Monday, October 27, 2008


Billy Thorpe was Australia ’s musical chameleon. There was pop star pin up Billy, heavy rocking, long haired Billy, space travelling Billy, popular author Billy and revivalist rock Billy just to name a few. Such was the man’s contribution to the Australian music scene. No wonder his sudden death left so many music fans shattered. Everyone felt they knew him, and his music provided the soundtrack to so many Australian lives. No words can really sum up what he meant to Australian rock’n’roll, other than to say that the outpouring of grief and shock at his death was genuine and heartfelt. Australians simply loved Billy Thorpe.

Aztec Music have become the saviours of Australian rock music, consistently preserving a period when Oz rock had emerged as a genuinely original and powerful voice of a nation that was emerging confidently, shaking of the torpor of 23 years of Liberal Party dominance.

The excellent sleeve notes here utilise interviews with Billy Thorpe and Lobby Loyde, which make them all the more valuable, as well as Gil Matthews, Warren Morgan and Paul Wheeler. Conducted in February 2007, they emphasise just how important it is to get these stories recorded. They now serve to give us the definitive last word on this wonderfully colourful time in Australian music.

The music here captures one of those rare moments in rock history. For those who can remember, we can only drool at the lineup this Aztec performance was part of. A bill at Melbourne Town Hall on June 13 1971 also featured Chain, Daddy Cool, the Wild Cherries, La De Das, Healing Force and Lotus! Knowing what a barnstorming show it would be, the Aztecs opted to record their set for an album and TV show. The result is the first half of this powerful disc. Six tracks that capture the Thorpe, Morgan, Matthews and Wheeler as they really sounded, powerful and passionate.

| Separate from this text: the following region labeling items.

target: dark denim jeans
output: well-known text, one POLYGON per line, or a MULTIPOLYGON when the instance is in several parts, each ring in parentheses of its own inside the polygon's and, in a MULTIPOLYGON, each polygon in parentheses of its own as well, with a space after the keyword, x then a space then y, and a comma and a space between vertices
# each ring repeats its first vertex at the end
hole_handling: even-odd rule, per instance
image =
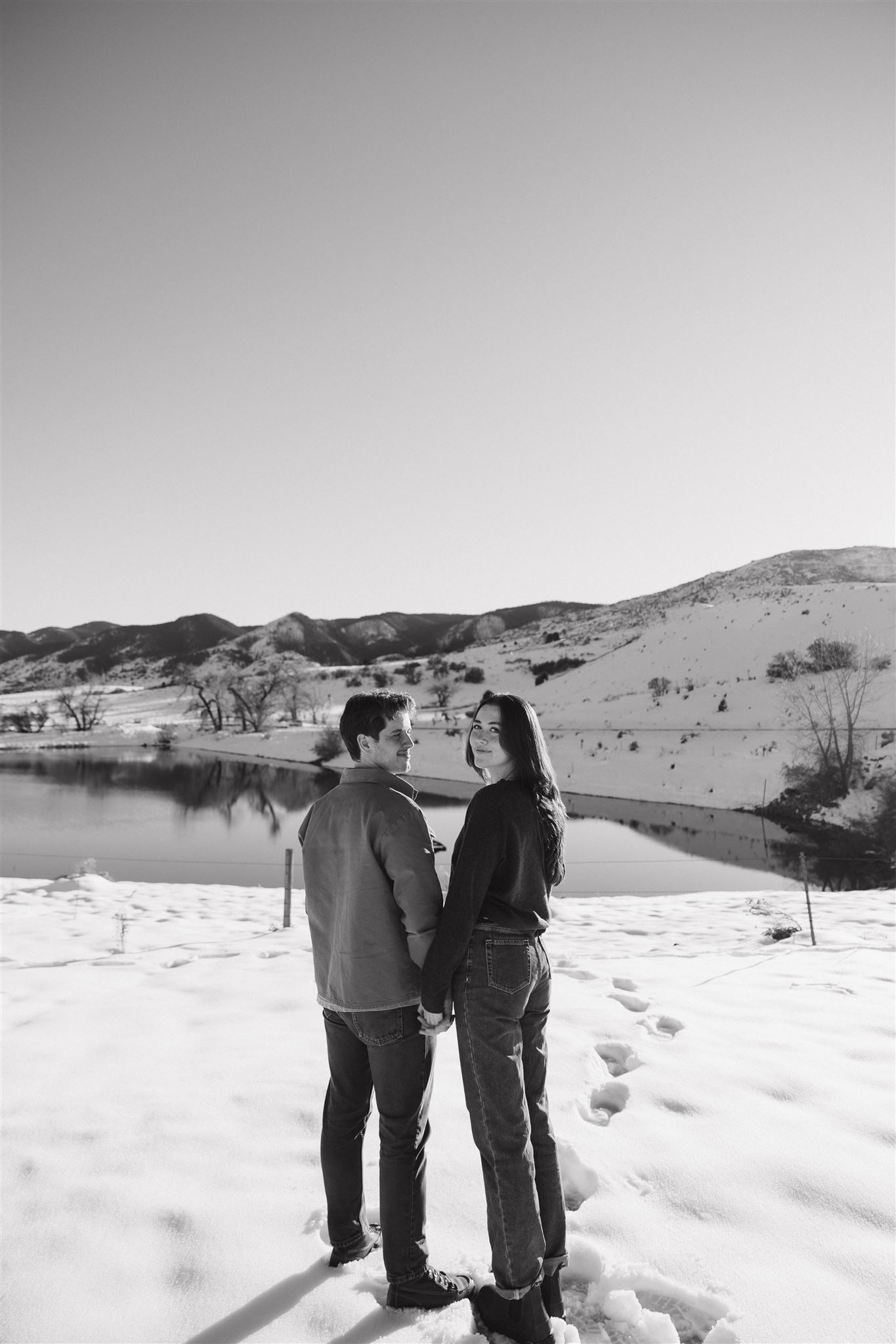
POLYGON ((382 1012, 324 1009, 330 1081, 324 1102, 321 1167, 326 1226, 337 1249, 368 1230, 361 1149, 371 1094, 380 1116, 380 1223, 391 1284, 427 1266, 426 1140, 435 1039, 420 1032, 414 1008, 382 1012))
POLYGON ((523 1297, 567 1263, 560 1164, 548 1118, 551 966, 541 939, 477 925, 451 985, 463 1091, 482 1160, 492 1271, 523 1297))

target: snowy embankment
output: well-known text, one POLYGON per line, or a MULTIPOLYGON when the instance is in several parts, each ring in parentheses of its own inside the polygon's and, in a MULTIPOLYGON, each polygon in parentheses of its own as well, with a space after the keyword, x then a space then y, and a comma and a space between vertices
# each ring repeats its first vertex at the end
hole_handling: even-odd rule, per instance
MULTIPOLYGON (((15 1344, 473 1344, 467 1304, 328 1270, 326 1081, 301 896, 4 880, 5 1301, 15 1344)), ((893 895, 556 902, 549 1090, 570 1206, 557 1340, 892 1339, 893 895)), ((376 1124, 367 1149, 377 1206, 376 1124)), ((488 1277, 454 1034, 433 1262, 488 1277)))

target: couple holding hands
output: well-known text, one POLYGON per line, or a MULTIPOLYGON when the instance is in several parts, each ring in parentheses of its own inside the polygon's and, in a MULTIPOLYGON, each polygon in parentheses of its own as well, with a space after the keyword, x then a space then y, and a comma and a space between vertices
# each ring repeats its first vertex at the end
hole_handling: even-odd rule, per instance
POLYGON ((566 812, 532 707, 486 692, 466 762, 470 801, 442 905, 433 836, 402 775, 410 695, 353 695, 340 720, 353 766, 300 829, 305 905, 330 1079, 321 1167, 330 1265, 382 1245, 387 1305, 476 1300, 482 1324, 547 1344, 563 1317, 560 1168, 547 1098, 551 968, 541 946, 564 872, 566 812), (494 1284, 429 1263, 426 1141, 435 1039, 457 1020, 463 1093, 482 1161, 494 1284), (380 1224, 364 1206, 361 1150, 376 1098, 380 1224))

The opening “Somebody Left Me Crying” features Morgan playing the Melbourne Town Hall pipe organ. Morgan had created a special piece to showcase the organ, and the song that emerged has a special place in Aztec history. In the sleeve notes Thorpe claims to have made the song up on the spot as a result of being overwhelmed at the huge sound of the organ as he walked on stage. Matthews disputes this, pointing to the fact that the band knew the chords to play along. Whatever the truth, it’s testament to a sound that was rapidly emerging, and sounds even more impressive on today’s digital sound equipment.

It’s easy to forget that the Aztecs didn’t emerge as instant heroes of the youth movement. Thorpie wasn’t initially a guitarist, and the lineup seesawed as it searched for “the sound”. This concert is seven months before Sunbury, but shows how important the brief Lobby Loyde Aztec period was in allowing Thorpe to move on from his pop star image.

“Time To Live” captures the band emerging as a rock powerhouse, and “Be Bop A Lula” is the link between Thorpe’s late fifties Brisbane rock’n’roll origins and the soon to be iconic Sunbury Aztecs. “Momma” is excitement personified, and features a Gil Matthews (“I’d like to introduce our new drummer”) drum solo to remind you that it was 1971. This is a time capsule, but it stands today as a loud, joyous celebration of rock music. Really, it is the sound of a generation preparing to blow 23 years of conservative dominance away, the Aztecs as the voice of change.

If the CD only contained the Melbourne Town Hall concert it would be easily worth its price, but here the bonus tracks more than double its value. You get the complete A and B sides of the three Havoc singles the band recorded. Although never a singles band, “The Dawn Song”, “Most People I Know” and “Believe It Just Like Me" retain a special place in the hearts of early seventies radio devotees. The B sides also capture the jamming side of the band. The studio version of “Time To Live” presents an opportunity to compare the live and studio sounds of the band directly.

Rounding out the collection is another rarity, a previously unreleased version of “Long Live Rock’n’Roll” recorded live at the Rosebud outdoor festival in 1972. It features the Sunbury Aztecs lineup with Bruce Howard replacing Warren Morgan on keyboards. It’s a fitting end to this unique collection, leading neatly into the Live! At Sunbury release.

This is a fitting requiem for Thorpie – a disc that captures the sound of the band that crystallised what it meant to be young for a generation of Australians. Just one final word: make sure that if you really want to pay tribute to Billy Thorpe, put this on somewhere that you can play it very loud!

Tracks :

Somebody left me crying
Time to live
Be -bop- a-lula

Link : @

Ripped by : evermoreblues

Artwork included


  1. Saw Thorpie and the Aztecs on a double bill with Lobby LLoyd and the Coloured Balls, at the Armidale Town Hall(Armidale has the University of New England, in northern New South Wales), they were so loud you could feel every note vibrating through your body, Crazy Show, both bands were pretty deafening, hahaha. Was a good time in the early seventies for touring bands, getting outside of the main cities.